Posted: January 2, 2012 in Work
Tags: ,

I am in an intensely introspective period at present. There is a great deal rattling around in my head these days and it would most likely help a bit to get some of it out.

As I was explaining to a good friend earlier today, I find myself mulling over perception, that is, specifically how I am perceived. Some may ask “why do you care what people think of you?” but from my vantage point, perception is a bit of a different beast and it is especially important in my professional world where in any case it actually does matter what people think of you. I explained to my friend that I am often perceived as intimidating, which he disavowed vehemently even as he admitted that we’d never actually worked in a professional setting together. I explained further.

You know how we are together, especially as fellow musicians? Rapid fire, always on, so much to say our mouths can barely keep up? Laughing, loud and randomly libertine? No holds barred, put everything on the table? Boundless energy trumped only by equally insatiable curiosity? “Ohhhh,” he says. “Right.” At my workplace, I’m an effusive talking thinker surrounded by introverted policy wonks and similarly situated academics. I am the person who will stop a room by simply asking “Well, why?” When asked the classic interview question “are you a big picture person or task oriented” I will respond that I can’t be task-oriented unless I know what the big picture is. I can’t satisfactorily put together a piece of a project unless I have the big picture inspiration for it. And that desire to know can apparently often manifest itself in such a way as to be intimidating. My friend agreed, saying that he could recall my fact finding mode as tinged with annoyance.

I pounced on this. Yes! That’s exactly what I’m talking about! The Man Unit even went so far as to describe it as “dripping with disdain for those less intelligent than you.” But when I’m in that moment, there is no disdain, there is no annoyance unless it is with myself for being in a place of ignorance. There is not one iota of my being when I’m learning that should be putting out that sort of negative feeling, so what is it? Is it an absence of self? Because I have the switch set to ‘off’, does that mean I am the Inquisition when I have stripped me of what makes me myself? This is where I struggle.

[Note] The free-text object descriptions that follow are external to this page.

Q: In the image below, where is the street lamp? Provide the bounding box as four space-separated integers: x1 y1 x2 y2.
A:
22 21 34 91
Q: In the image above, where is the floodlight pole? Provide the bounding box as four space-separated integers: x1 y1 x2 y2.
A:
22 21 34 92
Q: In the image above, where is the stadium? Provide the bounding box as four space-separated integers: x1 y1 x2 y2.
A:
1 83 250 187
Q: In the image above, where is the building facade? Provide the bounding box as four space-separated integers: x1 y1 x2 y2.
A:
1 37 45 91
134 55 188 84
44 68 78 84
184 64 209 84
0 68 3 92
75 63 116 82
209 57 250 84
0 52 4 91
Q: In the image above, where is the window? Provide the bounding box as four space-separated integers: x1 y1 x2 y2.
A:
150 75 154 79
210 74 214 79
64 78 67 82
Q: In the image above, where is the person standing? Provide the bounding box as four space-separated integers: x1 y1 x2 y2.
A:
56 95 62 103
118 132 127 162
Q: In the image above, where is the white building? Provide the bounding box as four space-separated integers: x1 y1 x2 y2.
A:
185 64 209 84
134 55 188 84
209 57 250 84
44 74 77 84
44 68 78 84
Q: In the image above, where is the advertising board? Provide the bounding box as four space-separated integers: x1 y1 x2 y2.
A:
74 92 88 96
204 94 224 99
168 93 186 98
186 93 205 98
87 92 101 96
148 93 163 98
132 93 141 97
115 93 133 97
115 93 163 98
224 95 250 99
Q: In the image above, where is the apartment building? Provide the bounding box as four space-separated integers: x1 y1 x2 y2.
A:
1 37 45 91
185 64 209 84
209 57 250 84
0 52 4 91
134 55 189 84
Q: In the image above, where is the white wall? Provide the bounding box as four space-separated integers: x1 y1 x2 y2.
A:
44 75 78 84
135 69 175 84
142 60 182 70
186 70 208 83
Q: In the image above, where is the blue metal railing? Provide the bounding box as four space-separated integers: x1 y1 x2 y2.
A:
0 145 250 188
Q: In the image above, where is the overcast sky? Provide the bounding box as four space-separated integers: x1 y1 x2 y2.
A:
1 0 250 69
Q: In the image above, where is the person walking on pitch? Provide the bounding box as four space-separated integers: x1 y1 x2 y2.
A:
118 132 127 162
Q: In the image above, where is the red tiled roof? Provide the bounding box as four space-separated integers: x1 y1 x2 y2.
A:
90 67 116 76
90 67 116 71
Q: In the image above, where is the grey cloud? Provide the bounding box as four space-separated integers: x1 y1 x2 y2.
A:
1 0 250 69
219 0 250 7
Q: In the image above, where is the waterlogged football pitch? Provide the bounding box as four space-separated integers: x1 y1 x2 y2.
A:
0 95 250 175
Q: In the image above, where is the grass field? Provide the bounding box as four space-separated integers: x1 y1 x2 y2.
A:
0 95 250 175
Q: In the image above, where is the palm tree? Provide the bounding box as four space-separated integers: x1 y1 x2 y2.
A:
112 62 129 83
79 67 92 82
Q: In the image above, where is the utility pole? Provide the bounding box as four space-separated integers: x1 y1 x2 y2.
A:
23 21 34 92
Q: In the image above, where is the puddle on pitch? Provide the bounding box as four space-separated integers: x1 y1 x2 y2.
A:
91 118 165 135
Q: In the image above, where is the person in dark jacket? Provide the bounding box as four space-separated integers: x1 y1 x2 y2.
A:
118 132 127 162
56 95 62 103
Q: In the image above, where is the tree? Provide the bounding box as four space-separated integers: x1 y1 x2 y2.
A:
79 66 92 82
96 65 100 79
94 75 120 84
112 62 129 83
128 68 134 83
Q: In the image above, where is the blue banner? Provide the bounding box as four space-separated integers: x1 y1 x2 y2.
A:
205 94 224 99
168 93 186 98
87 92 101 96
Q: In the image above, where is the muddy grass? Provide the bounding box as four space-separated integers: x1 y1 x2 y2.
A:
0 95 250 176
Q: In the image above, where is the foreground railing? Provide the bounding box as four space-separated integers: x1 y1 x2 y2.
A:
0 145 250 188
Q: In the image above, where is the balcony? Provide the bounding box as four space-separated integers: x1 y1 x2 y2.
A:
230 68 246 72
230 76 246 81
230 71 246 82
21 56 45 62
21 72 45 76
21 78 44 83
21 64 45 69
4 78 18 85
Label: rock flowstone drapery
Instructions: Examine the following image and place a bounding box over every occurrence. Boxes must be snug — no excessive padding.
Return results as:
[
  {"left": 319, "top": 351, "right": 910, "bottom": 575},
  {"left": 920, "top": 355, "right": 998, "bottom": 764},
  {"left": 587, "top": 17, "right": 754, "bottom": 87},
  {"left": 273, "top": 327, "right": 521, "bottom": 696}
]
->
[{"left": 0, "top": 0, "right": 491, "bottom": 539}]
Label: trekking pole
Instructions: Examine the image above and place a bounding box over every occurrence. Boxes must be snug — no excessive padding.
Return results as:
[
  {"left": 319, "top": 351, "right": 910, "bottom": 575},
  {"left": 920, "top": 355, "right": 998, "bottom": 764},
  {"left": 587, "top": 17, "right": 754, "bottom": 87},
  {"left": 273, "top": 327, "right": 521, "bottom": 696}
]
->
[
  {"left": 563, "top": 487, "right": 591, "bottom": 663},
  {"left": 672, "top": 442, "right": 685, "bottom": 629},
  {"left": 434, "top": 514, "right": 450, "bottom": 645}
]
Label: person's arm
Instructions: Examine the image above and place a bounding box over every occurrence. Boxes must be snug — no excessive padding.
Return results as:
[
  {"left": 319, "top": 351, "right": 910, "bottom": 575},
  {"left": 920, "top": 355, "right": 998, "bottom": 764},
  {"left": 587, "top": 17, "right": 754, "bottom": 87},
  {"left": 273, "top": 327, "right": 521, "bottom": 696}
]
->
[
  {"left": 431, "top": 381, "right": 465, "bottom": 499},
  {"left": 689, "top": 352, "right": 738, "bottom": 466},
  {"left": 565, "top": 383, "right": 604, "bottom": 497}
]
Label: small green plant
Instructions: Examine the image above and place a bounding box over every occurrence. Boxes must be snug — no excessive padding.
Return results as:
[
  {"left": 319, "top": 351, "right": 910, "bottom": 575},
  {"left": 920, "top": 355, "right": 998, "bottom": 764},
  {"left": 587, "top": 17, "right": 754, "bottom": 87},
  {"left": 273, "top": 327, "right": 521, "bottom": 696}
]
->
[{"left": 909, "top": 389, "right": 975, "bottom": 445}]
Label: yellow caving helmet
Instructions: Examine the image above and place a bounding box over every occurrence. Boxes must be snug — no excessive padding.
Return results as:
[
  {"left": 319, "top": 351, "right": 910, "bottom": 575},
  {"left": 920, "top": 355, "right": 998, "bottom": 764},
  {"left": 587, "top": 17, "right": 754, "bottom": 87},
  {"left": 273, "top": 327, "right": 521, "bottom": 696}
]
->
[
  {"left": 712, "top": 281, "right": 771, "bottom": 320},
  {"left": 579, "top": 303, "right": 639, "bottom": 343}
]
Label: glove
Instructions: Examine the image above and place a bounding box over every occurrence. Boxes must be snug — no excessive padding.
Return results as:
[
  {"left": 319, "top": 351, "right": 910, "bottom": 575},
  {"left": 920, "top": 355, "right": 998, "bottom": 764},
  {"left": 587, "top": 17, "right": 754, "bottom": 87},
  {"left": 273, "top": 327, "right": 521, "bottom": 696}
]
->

But my friend brought up another point of view that I had yet to consider or introduce to the matter: the point of race. Consider how black women function in the workplace, he posited. Consider how they are treated and…perceived. Consider what they have been forced to give up. I sat back and considered this. I don’t have any immediate role models of black women in business from my youth. My mother was mostly a SAHM, save for a few stints volunteering on military bases where we lived and time with the local United Way info hotline until they moved from the Rolodex to computers and she refused to learn to type. We didn’t live close enough to anyone else in the family who might have set useful examples, nor was I that familiar with the women at my parents’ church to learn. Funny, if I’d known how shark infested the uncharted waters I was about to navigate actually were, I’d probably have been terrified. Ah, the confidence of youth and ignorance.

I’m still no closer to figuring this out, how to serve myself to the world, but this adds a dimension that I need to mull at length. I do have a mentor at work, a black woman who happens to be the deputy of my division and I’m considering having this discussion with her. That will be somewhat difficult as her schedule is a nightmare and I also have been pulling back on the time I spend in other people’s faces running my mouth either about project development or the latest injustice visited upon my branch mates by our brilliant micromanaging supervisor with the marked lack of emotional intelligence. Mainly because I abhor being that person that people try to hide from when they see you coming because all you do is bitch. I try not to, I really try to see all sides of things, but when I pop my head into the deputy’s office only to say hello and she opens with an intense “How are things over there?’, it’s hard to hold back. I managed to keep my yap shut in an emergency meeting last month that I truncated an annual leave day to attend and by the end of the topic discussion, the division director stared at me and said “What are your thoughts? You’ve been unusually quiet.” Which I saw as something of a personal victory, even as it was somewhat bewildering to the tiny me inside that’s still 12 as in “someone smarter and more experienced than me actually wants to hear what I think about something?”

What does this all boil down to? In short, I want to develop a reputation where colleagues are delighted to work with me, not frightened or annoyed. How can get what I need and be productive/successful in collaborative professional non-music settings without sacrificing who I am? I suppose that I’ve gotten some of the hard work out of the way because I know who I am and what I want.